Pothos are similar but different species from philedendron. They are usually labeled so you won't mistake the two despite them looking very similar.

The plant will actually shoot new roots out and they will not rot. Just buy a plant and remove the pot. Shake out and rinse the dirt from the roots. Cut the roots with a sharp knife or scissors and put them into the tank with only the roots submerged. They will grow out from there. If you can suspend the lighting, even better.
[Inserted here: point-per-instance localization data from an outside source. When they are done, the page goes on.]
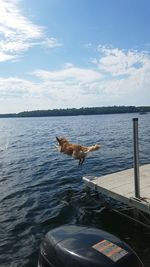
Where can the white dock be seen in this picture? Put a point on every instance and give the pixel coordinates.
(120, 186)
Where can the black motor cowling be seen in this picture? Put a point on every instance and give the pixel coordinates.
(80, 246)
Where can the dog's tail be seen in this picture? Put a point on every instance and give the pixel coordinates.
(93, 148)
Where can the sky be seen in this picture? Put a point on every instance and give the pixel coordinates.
(73, 54)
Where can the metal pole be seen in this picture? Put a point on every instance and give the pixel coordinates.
(136, 158)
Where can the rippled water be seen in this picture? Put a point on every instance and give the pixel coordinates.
(41, 188)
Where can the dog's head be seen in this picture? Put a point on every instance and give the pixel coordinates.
(61, 140)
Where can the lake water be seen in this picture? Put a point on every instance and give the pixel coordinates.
(40, 188)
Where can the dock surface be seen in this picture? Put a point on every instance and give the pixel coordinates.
(120, 186)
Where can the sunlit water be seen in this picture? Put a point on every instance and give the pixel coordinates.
(41, 188)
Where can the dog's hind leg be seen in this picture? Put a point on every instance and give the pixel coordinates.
(81, 160)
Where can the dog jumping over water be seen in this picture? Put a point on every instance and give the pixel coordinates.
(75, 150)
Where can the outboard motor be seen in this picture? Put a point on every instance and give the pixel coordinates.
(80, 246)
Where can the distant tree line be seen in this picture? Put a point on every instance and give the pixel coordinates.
(79, 111)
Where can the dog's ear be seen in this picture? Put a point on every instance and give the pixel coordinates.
(57, 139)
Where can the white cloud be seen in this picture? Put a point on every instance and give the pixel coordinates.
(70, 73)
(119, 78)
(18, 33)
(120, 62)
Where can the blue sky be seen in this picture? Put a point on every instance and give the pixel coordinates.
(73, 53)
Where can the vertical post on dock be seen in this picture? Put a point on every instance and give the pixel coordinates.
(136, 158)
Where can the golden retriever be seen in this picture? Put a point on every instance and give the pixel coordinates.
(75, 150)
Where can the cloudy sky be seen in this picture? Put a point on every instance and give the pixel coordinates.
(74, 53)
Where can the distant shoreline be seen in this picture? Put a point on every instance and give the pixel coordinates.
(79, 111)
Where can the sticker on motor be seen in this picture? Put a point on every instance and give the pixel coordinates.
(110, 250)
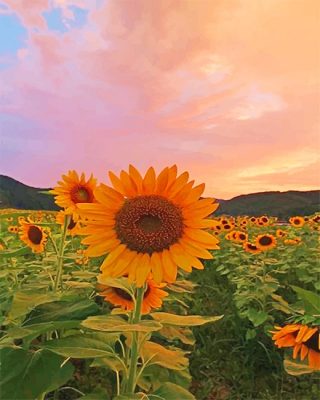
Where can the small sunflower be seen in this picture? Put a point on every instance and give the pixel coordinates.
(34, 236)
(73, 227)
(304, 340)
(264, 220)
(293, 241)
(297, 221)
(13, 229)
(152, 297)
(241, 237)
(251, 248)
(149, 224)
(265, 241)
(280, 233)
(73, 190)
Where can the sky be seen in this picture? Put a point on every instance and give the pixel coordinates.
(226, 89)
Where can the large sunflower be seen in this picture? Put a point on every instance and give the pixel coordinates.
(149, 224)
(72, 190)
(34, 236)
(265, 241)
(304, 340)
(152, 297)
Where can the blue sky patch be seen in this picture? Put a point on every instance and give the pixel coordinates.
(56, 21)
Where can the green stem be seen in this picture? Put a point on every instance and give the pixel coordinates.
(58, 279)
(131, 385)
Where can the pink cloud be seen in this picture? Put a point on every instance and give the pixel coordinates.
(220, 88)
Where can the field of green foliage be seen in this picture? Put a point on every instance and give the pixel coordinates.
(60, 339)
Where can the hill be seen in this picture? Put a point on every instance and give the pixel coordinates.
(278, 204)
(14, 194)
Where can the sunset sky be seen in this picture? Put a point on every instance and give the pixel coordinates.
(226, 89)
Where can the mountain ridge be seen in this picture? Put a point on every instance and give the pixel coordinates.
(15, 194)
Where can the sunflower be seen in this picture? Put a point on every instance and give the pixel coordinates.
(280, 233)
(265, 241)
(297, 221)
(251, 248)
(241, 236)
(304, 340)
(73, 190)
(264, 220)
(13, 229)
(152, 297)
(149, 224)
(73, 227)
(34, 236)
(293, 241)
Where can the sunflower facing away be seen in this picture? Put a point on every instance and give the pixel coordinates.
(304, 340)
(72, 190)
(149, 224)
(265, 242)
(152, 297)
(32, 235)
(251, 248)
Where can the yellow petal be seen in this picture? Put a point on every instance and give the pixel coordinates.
(149, 181)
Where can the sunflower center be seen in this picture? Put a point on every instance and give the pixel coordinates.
(126, 296)
(149, 224)
(35, 234)
(265, 241)
(81, 194)
(123, 294)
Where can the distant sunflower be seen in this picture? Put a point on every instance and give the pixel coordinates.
(151, 224)
(264, 219)
(304, 340)
(297, 221)
(13, 229)
(152, 297)
(293, 241)
(265, 242)
(251, 248)
(73, 227)
(280, 233)
(34, 236)
(241, 237)
(73, 190)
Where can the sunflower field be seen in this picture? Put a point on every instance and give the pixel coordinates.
(135, 290)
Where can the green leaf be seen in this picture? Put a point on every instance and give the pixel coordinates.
(15, 253)
(257, 317)
(66, 309)
(311, 301)
(116, 324)
(25, 301)
(26, 375)
(181, 320)
(83, 346)
(170, 391)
They will be fine in hard water. I doubt your fisb will eat the roots. Easy way to try is just put a little in and experiment.


----------



## Loume (Dec 27, 2014)

thanks mrrobxc. I think i will try it. I've already have a set of track lighting over the aquarium, not to light the aquarium itself, but highlighting whats on top of the canopy of the aquarium, so maybe that might work. I guess the pothos can do well in lower light like the philodendron.


----------



## mrrobxc (Jan 21, 2014)

They should be fine. Try peace lillies as well. Ripariumsupply.com sells baskets that you can suction to the back of the tank glass as planters for your plants.


----------



## Loume (Dec 27, 2014)

Very nice! I like the riparium on their home page too. Thanks again!


----------



## Iggy Newcastle (May 15, 2012)

Such an incredible setup! Please keep us updated on the guppy experiment.


----------



## mrrobxc (Jan 21, 2014)

The guppies are still alive and well with a bunch of new born swimming around. The cichlids ignore them altogether. Very weird.


----------



## Iggy Newcastle (May 15, 2012)

That's good to hear.


----------